Mountains are powerful icons of spaciousness, ever-present reminders for those of us who live in western NC. Everywhere we look we see mountains, and they rarely look the same two days in a row or sometimes even two hours in a row. Sometimes fog drifts around their shoulders, other times you can actually watch billowing clouds form on the peaks. In cold weather just a few thousand feet above where most of us live it can be snowing. Five months out of the year we can watch the high ridges turning white while down here on the mountains’ feet it may not even be raining.
We human beings have our own weather patterns too, our own ecologies. Happy can turn to sad or mad in an instant. Sometimes anxieties linger in the gut even while the brain is processing some new information that makes us optimistic.
Carl Jung said that inner work can be like taking a long hike in the Alps. In the village where we start it may be raining. Lightening may be flashing and thunder echoing across the valleys, but after we’ve walked for awhile, we often come out of the storm. You might still see the lightening and hear the thunder behind and below, but we’ve moved on to another space. The storm hasn’t ended, only we’re not in it anymore.

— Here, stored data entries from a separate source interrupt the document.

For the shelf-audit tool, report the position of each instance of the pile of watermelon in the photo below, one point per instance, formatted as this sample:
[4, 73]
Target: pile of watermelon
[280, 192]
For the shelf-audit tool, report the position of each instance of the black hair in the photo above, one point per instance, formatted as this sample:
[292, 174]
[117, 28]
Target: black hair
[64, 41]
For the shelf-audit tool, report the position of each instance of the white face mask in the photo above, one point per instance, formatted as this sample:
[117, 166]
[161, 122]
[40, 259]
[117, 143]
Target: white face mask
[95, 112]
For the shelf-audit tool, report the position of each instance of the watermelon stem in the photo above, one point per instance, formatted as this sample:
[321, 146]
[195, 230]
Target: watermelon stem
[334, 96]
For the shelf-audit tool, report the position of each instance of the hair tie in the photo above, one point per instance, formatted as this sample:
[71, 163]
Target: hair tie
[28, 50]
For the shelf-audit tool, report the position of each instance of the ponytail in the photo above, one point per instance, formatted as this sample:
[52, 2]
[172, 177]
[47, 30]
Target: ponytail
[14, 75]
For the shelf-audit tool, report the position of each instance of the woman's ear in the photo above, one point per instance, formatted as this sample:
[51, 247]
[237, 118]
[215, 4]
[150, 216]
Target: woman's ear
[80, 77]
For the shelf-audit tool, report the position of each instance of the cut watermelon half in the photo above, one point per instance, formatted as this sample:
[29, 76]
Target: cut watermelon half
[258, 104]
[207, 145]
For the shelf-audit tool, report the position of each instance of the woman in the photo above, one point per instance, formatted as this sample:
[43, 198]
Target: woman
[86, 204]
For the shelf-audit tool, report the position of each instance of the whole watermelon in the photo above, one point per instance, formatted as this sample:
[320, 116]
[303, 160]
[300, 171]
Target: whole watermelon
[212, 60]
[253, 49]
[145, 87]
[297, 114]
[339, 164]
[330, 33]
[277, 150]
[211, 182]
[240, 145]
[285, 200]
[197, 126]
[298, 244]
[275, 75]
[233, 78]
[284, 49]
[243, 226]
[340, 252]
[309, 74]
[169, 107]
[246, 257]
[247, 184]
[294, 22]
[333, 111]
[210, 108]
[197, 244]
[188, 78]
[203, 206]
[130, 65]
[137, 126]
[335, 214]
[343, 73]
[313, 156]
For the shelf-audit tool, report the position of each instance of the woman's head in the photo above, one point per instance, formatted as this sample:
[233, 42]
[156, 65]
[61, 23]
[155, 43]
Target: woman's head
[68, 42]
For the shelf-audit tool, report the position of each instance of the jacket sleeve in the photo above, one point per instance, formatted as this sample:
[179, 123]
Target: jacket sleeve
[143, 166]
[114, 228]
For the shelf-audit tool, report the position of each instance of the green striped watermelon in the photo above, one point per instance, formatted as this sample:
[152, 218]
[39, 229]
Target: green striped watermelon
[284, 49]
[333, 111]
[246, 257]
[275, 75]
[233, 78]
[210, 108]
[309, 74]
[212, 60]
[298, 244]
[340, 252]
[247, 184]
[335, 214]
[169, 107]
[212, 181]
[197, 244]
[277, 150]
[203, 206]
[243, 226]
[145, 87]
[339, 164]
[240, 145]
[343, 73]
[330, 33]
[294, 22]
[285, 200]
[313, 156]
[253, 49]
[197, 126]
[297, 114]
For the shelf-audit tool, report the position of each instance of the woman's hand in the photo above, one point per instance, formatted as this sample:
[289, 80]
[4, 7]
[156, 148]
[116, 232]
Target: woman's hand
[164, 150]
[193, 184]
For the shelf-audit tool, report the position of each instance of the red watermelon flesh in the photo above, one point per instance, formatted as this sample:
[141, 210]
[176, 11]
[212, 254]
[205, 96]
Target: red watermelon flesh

The practice of spaciousness is regularly taking these kinds of hikes through the regions of our own hearts and minds. We learn not to ignore either the lighting within or the sun above the clouds. Both exist at the same time and in the same space—the same space when our perspective grows a little bigger. The practice of spaciousness is the growing of this very perspective, and it can be very exhilarating exercise.